Critical Valve Exercising
Critical valves are usually larger than standard reticulation valves (<250mm) and are typically installed on distribution pipelines. Critical valves are rarely operated but, should the need for their use arise, the reliance upon them to operate correctly is extremely high. As these valves are rarely used, debris (tuberculation, mineral deposits etc.) can build up on the valve’s moving parts and seal/seat sections. This can result in valves which are inoperable or hard to operate and, once shut, do not completely hydraulically isolate the section of reticulation that they are required to.
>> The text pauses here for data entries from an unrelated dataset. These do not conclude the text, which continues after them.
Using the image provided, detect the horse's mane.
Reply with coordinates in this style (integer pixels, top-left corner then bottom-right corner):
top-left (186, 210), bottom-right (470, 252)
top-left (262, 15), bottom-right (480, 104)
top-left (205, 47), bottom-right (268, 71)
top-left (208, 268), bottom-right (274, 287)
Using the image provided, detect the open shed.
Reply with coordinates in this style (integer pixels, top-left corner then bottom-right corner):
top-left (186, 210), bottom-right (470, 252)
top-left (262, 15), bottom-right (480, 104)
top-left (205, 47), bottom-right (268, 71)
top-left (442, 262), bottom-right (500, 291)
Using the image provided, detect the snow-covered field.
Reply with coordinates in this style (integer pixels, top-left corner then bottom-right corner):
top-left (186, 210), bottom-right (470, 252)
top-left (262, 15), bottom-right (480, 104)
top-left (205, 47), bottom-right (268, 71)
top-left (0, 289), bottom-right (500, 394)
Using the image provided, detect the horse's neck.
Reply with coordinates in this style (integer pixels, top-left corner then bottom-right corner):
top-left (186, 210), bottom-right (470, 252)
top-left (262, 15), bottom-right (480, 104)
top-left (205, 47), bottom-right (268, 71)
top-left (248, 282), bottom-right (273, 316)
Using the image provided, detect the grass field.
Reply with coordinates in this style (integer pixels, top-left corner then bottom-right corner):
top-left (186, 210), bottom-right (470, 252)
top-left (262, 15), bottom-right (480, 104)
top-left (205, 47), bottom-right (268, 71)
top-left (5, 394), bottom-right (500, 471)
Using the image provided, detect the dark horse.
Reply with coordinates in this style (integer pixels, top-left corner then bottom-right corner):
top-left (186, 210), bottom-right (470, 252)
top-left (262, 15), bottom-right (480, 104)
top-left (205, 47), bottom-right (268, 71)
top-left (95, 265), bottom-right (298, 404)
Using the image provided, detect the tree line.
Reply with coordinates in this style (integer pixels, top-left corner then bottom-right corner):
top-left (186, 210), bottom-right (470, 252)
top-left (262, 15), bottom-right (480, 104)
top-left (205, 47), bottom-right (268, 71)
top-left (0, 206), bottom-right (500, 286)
Most water providers realise the need for regular valve exercising of all reticulation valves, including critical valves, to increase the longevity of the valves and to ensure that the valves work correctly. This is typically undertaken by maintenance staff that partially operate valves with a valve key. A record is then made.
Detection Services has developed a number of dedicated vehicle mounted valve exercising systems. The main components of the system are a computer controlled, hydraulically driven exercising arm with inbuilt GPS fixing technology and a hydro/vacuum unit to remove and clear debris from valve chambers if required. All aspects of valve maintenance activities are electronically recorded and the resulting data is exported to the client. This data can then be imported into the client’s GIS (or equivalent) system and provides a detailed asset report and condition assessment rating for each valve exercised.
Detection Services’ vehicle mounted valve exercising system has a computer controlled hydraulically driven exercising arm as shown in the image below.
The hydraulic arm has the ability to deliver 750 lbft (1016 Nm) of torque directly to the valve requiring exercising.
This amount of torque is not usually required for standard valve exercising but can be used if required to free stuck valves.